Tuesday, January 03, 2006
2006 : The fun begins
Arkansas Bar Gal
A cowgirl, who is visiting Texas from Arkansas, walks into a bar
and orders three mugs of Bud. She sits in the back of the room,
drinking a sip out of each one in turn. When she finishes them,
she comes back to the bar and orders three more.
The bartender approaches and tells the cowgirl, "You know, a mug
goes flat after I draw it. It would taste better if you bought one at a time."
The cowgirl replies, "Well, you see, I have two sisters. One is in Australia,
the other is in Dublin. When we all left our home in Arkansas, we promised
that we'd drink this way to remember the days when we drank together.
So I'm drinking one beer for each of my sisters and one for myself."
The bartender admits that this is a nice custom, and leaves it there.
The cowgirl becomes a regular in the bar, and always drinks the same way.
She orders three mugs and drinks them in turn. One day, she comes in and
only orders two mugs. All the regulars take notice and fall silent. When she
comes back to the bar for the second round, the bartender says, "I don't want
to intrude on your grief, but I wanted to offer my condolences on your loss."
The cowgirl looks quite puzzled for a moment, then a light dawns in her eyes
and she laughs. "Oh, no, everybody's just fine," she explains," It's just that my
husband and I joined the Baptist Church and I had to quit drinking.
Hasn't affected my sisters though!"
Four women were driving across the country. Each one was from a different
state: Idaho, Iowa, Nevada and California.

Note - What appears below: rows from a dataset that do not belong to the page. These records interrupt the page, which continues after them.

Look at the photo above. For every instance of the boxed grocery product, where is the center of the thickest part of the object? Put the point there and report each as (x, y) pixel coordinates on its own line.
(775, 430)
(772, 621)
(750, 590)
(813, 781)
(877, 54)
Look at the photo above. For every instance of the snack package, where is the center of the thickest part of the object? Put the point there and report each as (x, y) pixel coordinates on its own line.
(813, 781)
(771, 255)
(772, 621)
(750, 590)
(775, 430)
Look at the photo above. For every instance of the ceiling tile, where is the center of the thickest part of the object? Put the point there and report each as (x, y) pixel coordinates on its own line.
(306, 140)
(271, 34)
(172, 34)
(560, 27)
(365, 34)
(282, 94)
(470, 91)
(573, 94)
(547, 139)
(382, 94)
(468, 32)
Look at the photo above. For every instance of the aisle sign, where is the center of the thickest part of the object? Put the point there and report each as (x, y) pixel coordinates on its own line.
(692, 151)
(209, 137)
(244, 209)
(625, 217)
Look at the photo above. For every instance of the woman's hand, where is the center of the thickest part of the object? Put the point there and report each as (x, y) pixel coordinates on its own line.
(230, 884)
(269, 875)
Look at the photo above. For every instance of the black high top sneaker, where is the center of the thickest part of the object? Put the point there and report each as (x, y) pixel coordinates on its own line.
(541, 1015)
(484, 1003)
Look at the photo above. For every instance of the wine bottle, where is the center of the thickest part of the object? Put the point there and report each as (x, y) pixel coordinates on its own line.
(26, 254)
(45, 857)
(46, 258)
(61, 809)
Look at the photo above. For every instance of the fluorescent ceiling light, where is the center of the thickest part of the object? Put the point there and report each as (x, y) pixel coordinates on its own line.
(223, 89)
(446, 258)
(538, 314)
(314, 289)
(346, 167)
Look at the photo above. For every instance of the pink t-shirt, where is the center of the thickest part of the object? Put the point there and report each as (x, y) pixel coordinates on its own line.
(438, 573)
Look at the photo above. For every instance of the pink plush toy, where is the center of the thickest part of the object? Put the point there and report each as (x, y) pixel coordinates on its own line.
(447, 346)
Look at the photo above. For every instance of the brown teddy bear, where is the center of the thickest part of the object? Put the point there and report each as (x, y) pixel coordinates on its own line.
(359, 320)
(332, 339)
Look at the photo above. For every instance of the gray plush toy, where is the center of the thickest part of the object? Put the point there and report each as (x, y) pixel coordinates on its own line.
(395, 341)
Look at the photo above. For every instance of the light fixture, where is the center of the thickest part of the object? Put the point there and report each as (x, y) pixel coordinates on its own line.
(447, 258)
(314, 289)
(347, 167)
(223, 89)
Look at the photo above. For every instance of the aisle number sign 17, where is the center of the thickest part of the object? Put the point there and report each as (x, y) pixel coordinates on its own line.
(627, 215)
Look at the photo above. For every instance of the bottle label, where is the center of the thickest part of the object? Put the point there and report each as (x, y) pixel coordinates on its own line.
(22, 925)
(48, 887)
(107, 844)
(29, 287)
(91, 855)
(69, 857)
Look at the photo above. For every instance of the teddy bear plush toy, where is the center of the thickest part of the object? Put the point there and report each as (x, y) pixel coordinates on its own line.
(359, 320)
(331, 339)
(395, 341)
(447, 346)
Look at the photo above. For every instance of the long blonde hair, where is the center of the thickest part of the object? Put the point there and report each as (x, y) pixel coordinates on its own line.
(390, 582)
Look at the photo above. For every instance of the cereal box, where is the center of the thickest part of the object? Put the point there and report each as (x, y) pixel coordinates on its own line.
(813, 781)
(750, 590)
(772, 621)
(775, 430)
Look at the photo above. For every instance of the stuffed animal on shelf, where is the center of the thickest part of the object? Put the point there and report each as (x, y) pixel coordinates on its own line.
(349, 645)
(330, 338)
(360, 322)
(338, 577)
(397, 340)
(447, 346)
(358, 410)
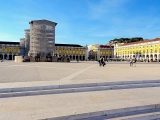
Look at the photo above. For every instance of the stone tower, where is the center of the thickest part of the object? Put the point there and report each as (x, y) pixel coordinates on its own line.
(42, 37)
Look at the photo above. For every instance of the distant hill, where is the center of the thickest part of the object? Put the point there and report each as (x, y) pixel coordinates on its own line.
(125, 40)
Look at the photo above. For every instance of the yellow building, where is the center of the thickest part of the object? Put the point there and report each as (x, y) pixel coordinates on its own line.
(98, 51)
(142, 50)
(8, 50)
(75, 52)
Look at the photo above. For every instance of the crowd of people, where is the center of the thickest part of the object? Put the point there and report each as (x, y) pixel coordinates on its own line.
(133, 61)
(101, 62)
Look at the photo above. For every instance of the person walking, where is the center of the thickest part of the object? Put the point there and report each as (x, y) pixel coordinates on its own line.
(99, 61)
(131, 62)
(135, 62)
(102, 61)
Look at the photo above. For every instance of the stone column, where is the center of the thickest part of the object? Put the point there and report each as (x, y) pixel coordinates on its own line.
(157, 57)
(7, 56)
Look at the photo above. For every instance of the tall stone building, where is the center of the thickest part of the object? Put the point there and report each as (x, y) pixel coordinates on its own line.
(27, 41)
(42, 37)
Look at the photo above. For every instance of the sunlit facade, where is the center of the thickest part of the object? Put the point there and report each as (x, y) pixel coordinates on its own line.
(142, 50)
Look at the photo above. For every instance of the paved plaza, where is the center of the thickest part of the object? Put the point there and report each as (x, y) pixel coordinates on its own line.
(15, 76)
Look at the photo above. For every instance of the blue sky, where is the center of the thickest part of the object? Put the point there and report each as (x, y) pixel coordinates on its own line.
(82, 21)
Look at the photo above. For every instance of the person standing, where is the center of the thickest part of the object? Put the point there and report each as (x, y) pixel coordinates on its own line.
(135, 62)
(131, 62)
(99, 61)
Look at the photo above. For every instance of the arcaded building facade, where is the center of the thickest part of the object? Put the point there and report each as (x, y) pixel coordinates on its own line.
(142, 50)
(42, 37)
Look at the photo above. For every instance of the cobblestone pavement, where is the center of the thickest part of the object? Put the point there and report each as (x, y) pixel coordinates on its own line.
(76, 72)
(53, 105)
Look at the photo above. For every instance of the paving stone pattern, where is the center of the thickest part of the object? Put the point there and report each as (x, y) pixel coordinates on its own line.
(76, 72)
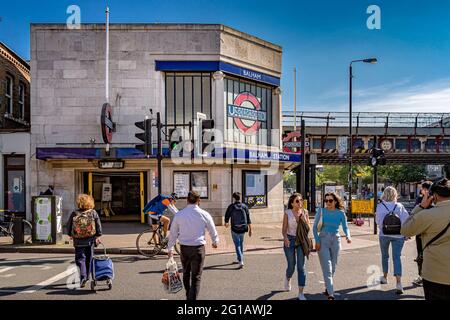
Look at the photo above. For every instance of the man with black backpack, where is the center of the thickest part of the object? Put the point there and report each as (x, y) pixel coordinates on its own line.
(433, 226)
(240, 224)
(85, 229)
(389, 216)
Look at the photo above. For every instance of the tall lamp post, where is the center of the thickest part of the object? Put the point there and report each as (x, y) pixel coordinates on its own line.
(350, 157)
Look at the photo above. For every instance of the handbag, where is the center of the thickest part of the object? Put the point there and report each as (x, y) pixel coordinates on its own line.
(419, 259)
(171, 277)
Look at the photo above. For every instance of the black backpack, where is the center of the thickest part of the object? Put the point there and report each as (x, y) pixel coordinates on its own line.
(239, 218)
(391, 222)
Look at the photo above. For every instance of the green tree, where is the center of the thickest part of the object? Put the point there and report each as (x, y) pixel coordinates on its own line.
(402, 173)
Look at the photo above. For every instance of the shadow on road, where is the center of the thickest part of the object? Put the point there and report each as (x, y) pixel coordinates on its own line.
(222, 267)
(33, 262)
(269, 295)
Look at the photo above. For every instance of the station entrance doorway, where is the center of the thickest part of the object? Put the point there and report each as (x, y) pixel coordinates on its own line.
(119, 196)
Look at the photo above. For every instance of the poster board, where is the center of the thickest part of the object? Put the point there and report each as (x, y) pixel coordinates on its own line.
(106, 192)
(43, 219)
(362, 206)
(199, 182)
(181, 183)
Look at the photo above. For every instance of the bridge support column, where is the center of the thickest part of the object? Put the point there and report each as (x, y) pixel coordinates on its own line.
(308, 185)
(312, 206)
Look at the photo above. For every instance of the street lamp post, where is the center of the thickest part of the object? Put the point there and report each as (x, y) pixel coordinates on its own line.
(350, 127)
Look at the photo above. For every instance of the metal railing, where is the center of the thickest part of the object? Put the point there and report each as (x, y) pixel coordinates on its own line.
(369, 119)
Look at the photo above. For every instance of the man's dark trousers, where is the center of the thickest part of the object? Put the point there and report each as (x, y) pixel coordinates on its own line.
(436, 291)
(192, 258)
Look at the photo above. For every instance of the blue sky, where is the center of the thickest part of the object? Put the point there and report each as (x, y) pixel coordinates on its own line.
(320, 38)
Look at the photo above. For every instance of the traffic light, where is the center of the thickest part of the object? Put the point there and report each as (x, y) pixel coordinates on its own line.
(377, 157)
(145, 136)
(207, 136)
(175, 139)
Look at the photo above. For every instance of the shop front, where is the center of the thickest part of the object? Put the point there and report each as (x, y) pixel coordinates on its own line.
(228, 76)
(119, 196)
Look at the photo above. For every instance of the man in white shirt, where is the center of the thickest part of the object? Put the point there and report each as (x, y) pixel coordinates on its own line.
(188, 226)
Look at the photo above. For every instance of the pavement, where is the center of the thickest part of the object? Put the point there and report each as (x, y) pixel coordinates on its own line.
(120, 238)
(31, 276)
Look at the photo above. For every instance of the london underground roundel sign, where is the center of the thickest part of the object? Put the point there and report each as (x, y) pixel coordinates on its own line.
(246, 112)
(289, 144)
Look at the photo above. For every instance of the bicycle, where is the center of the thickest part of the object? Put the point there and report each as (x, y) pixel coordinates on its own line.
(149, 244)
(6, 227)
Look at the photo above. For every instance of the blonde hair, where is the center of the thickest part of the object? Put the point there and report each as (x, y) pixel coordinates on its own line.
(85, 202)
(389, 194)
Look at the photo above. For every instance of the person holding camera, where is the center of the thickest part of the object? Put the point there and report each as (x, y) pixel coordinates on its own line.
(433, 227)
(389, 217)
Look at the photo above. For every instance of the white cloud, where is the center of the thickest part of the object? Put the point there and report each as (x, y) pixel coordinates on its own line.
(430, 97)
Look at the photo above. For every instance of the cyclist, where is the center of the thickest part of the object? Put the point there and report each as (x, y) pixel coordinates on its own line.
(156, 207)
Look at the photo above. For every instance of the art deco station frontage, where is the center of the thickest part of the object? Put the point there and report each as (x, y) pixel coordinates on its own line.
(179, 71)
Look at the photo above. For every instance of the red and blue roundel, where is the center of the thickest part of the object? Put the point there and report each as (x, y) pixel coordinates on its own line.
(247, 114)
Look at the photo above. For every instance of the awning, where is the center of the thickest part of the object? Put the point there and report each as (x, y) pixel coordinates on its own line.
(211, 66)
(44, 153)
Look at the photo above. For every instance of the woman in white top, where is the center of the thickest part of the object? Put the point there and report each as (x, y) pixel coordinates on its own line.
(291, 218)
(387, 205)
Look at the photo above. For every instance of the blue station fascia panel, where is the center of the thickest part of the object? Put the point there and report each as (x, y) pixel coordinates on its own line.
(211, 66)
(131, 153)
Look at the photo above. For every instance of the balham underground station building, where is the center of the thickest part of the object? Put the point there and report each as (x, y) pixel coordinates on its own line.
(79, 146)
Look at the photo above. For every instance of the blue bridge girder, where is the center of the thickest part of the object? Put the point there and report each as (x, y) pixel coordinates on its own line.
(407, 138)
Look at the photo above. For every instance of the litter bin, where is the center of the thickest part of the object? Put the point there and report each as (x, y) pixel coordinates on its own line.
(47, 219)
(18, 230)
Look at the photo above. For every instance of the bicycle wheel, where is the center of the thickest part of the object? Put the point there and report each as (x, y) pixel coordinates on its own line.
(27, 231)
(148, 243)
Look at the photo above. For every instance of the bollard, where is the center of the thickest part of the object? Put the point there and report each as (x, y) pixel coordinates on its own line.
(18, 230)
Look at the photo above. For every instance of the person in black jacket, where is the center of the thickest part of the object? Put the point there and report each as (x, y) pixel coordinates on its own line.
(240, 224)
(84, 238)
(424, 191)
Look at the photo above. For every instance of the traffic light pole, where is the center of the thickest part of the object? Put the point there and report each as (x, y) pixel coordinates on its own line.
(375, 189)
(159, 152)
(303, 163)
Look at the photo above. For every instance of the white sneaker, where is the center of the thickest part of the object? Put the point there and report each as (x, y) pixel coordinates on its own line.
(399, 288)
(287, 284)
(301, 296)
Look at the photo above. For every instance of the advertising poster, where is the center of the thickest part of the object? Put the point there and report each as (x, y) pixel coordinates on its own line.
(200, 183)
(43, 219)
(181, 184)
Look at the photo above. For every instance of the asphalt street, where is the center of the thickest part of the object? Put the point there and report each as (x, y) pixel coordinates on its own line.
(46, 276)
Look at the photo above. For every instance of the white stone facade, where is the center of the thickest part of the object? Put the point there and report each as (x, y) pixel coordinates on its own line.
(68, 90)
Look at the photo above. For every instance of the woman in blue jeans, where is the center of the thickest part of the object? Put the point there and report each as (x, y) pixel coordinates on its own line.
(328, 240)
(389, 204)
(294, 255)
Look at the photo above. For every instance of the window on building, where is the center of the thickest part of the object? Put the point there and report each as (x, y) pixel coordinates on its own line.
(254, 188)
(249, 111)
(184, 181)
(21, 113)
(187, 94)
(9, 94)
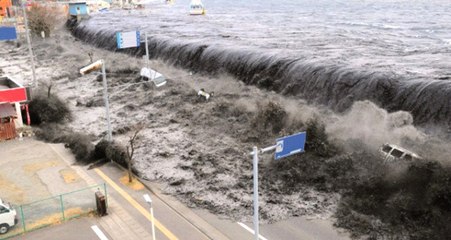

Shortly after the trip began, the
woman from Idaho started pulling potatoes from her bag and throwing them
out of the window.
"What the heck are you doing?" demanded the Nebraskan.
"We have so many of these darn things in Idaho, I am just sick of looking at them!"
A moment later, the gal from Iowa began pulling ears of corn from her bag and
tossing them from the window.
"What are you doing that for?" asked the gal from California. "We have so many
of these things in Iowa, I am just sick of looking at them!"
Inspired, the gal from Nevada opened the car door and pushed the Californian out.